It's going to be hilarious when the 10nm SuperFin parts come out and beats 5900 series -- before the 5900 hits general availability. TSMC's capacity on the 7nm node must be a disaster.
*checks GUTB lore*
Yup, checks out. So this is clearly
an alt account, right?
---
Anyway, back to availability. You've been banned for like... decades? Let me get you up to date.
According to mindfactory.de, there has been a 33% increase in sales of AMD's N7 chips from April 2020 (previous peak) compared to November 2020 (post-Zen 3 release).

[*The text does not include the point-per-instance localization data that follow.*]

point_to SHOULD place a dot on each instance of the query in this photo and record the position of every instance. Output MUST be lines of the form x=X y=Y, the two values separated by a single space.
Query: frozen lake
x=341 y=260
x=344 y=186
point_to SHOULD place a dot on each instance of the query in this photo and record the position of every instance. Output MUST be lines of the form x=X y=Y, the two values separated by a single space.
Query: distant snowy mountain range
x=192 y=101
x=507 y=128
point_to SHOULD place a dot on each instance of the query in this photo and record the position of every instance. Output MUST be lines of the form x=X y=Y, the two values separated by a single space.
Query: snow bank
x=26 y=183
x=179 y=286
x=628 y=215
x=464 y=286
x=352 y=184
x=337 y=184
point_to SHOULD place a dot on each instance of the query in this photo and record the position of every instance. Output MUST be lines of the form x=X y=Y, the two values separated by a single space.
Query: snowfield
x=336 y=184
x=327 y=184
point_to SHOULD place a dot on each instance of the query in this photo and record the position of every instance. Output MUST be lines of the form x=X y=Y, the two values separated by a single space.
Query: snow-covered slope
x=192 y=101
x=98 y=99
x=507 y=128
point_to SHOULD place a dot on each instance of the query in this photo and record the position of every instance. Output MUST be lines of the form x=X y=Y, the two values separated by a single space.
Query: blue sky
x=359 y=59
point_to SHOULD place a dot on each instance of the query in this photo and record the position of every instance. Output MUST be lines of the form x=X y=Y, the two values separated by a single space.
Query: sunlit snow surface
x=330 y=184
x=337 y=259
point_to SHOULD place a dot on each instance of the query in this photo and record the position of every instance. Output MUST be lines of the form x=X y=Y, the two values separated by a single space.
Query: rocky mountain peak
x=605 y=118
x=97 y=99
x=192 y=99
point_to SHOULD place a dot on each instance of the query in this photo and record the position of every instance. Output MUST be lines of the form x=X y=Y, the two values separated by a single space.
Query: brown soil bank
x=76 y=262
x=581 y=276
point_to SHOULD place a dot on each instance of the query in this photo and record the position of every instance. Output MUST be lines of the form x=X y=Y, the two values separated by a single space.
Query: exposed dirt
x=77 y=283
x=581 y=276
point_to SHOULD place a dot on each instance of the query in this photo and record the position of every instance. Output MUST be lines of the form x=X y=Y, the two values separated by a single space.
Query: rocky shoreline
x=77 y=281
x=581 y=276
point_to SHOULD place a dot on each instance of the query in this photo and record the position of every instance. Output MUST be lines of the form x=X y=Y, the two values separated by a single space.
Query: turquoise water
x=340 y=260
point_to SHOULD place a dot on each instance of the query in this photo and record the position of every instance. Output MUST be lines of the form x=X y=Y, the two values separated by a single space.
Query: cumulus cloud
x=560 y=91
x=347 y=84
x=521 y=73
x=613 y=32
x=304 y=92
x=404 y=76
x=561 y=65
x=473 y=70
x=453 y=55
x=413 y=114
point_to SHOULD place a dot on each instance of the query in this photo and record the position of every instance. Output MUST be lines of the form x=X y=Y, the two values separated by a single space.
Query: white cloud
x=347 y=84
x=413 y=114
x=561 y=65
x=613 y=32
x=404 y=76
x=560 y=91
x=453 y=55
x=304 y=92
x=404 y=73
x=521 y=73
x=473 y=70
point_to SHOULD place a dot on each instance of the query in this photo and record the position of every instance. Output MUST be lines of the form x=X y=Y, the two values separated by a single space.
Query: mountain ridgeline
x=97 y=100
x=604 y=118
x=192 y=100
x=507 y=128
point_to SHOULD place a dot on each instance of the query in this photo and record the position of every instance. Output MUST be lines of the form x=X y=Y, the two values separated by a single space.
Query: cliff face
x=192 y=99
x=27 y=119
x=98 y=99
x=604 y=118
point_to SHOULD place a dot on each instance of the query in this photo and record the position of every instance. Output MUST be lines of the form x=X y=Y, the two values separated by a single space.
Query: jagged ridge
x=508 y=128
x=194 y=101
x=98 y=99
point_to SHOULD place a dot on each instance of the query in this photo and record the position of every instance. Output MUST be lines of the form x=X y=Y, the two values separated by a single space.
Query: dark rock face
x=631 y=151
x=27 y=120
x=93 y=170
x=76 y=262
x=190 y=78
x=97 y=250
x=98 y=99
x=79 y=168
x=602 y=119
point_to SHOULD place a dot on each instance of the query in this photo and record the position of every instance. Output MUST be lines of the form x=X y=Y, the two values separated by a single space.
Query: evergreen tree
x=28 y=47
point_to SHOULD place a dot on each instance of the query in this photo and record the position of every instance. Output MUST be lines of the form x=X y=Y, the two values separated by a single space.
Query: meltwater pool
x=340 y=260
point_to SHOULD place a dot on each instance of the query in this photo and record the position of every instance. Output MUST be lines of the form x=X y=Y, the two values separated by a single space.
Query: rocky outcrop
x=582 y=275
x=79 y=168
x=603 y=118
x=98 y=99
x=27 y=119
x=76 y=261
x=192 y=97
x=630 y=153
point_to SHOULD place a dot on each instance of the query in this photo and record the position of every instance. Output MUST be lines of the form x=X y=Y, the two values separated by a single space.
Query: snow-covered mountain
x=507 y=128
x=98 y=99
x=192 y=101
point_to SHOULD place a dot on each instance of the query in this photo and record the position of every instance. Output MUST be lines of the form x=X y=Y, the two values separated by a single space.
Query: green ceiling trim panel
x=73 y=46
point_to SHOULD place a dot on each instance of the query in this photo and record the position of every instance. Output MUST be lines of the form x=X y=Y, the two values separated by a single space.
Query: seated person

That, combined with the Radeon 6000 series release, PS5 release, XSX release, prepping Cezanne for laptops which have to be shipped to OEMs in advance, and EPYC Milan spin-up, and you can imagine that N7 wafers are in short supply.
Demand has far out-stripped supply for these N7 chips. Yes, supply widened -- but remains constrained by wafer production. And yet they're still selling more N7 chips by a substantial percentage compared to the Zen 2 release and compared to just before Zen 3 release. And Zen 3 chips sold in December 2020 is about the same as number of Zen 2 chips sold in July 2019 or August 2019.
As for the 5900X specifically, it comprises over 10% of sales as of December 2020. Where there were 10,000 Zen 3 chips sold in that month, just over 1,000 of them were 5900X. In fact, in December 2020, more 5900Xs were sold than 10400F, 10700K, or any other Intel chip.